Every month of the year I plan on posting my thoughts as to what kind of fishing we should expect for that month in Erie. What I think the fish will be doing, and what patterns we should expect. April is a month of transition. Bass will start drawing out of their winter cover, and really put a focus on feeding. With the constant rise in water temps, metabolisms and the natural urge to spawn will cause them to go into full out frenzy at times. Of coarse we aren't out of the woods yet as far as weather, so it still will play a huge role on where the fish will be.
For the most part, the water temps should stay over 44 and work it's way up to the mid 50s by the end of the month. So expect the fishing to get better and better as we go. Most believe that a slow presentation will catch more fish in this colder period, but I totally disagree. I have had a lot of luck ripping lipless crankbaits even when the water is in the upper 40s. The first couple of weeks you should be able to find nice sized schools of male bass feeding on minnows or migrating shiners. The fishing will be fast at times, and be almost impossible the other times.

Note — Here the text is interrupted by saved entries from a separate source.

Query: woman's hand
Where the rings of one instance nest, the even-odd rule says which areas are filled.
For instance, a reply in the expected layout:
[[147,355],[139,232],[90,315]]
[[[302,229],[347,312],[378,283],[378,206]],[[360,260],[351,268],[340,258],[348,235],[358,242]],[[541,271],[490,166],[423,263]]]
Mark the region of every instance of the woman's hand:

The key to catching fish this time of the year is finding two things....warmest water and baitfish. On most lakes you will find the warmest water on the Northeast side of the lake. The larger females aren't going to be in the schools just yet. I've found that these larger females will start to spread out and stage in deeper water next to spawning areas. Once the water hits around the low 50s they will start moving in and feeding really well. This isn't to say you can catch them, by all means, but they just won't be schooled up. So if you want a big fish, than don't fish these schools of bass you find. Focus on drop offs next to flats preferably with greening grass. Role a spinner bait or crankbait to draw the most strikes from them.
If you find a school of feeding bass than chances are you will have to stay on them pretty good. Considering they're in full eating mode they will move around a lot with the bait fish. Keep and eye out for birds diving, or even a few shorebirds on the shorelines. This is a good indicator if feeding fish. Toward the end of the month, depending on temps, you should expect to find a bunch of fish cruising the shallows feeding and searching for suitable spawning grounds. Look for water in the 2-5 foot range with sand and grass, and you'll find both the males and females. They won't be bedding yet, but will most likely be covering a lot of water in search of baitfish.
We should start to see some smallmouth activity in the bay towards the middle of the month. Look for deeper structure with rocks or gravel. I find that most smallmouth in the bay are on gradual drop offs next to a shallow flat. These fish should start feeding pretty well. Once you find one make sure you work that area good. These fish will be in very tight schools feeding on baitfish. The afternoon to evening bite seems to be a better choice for smallmouth this time of year. Throw crankbaits next to drop offs, or tubes work very well, too. Most of all your summer baits will draw strikes. There are some smallmouth in the bay as I type this, but don't expect them to be feeding to heavily until temps reach the mid 50s.
I'm really looking forward to warmer weather, and I think this is going to be a banner year! Good luck!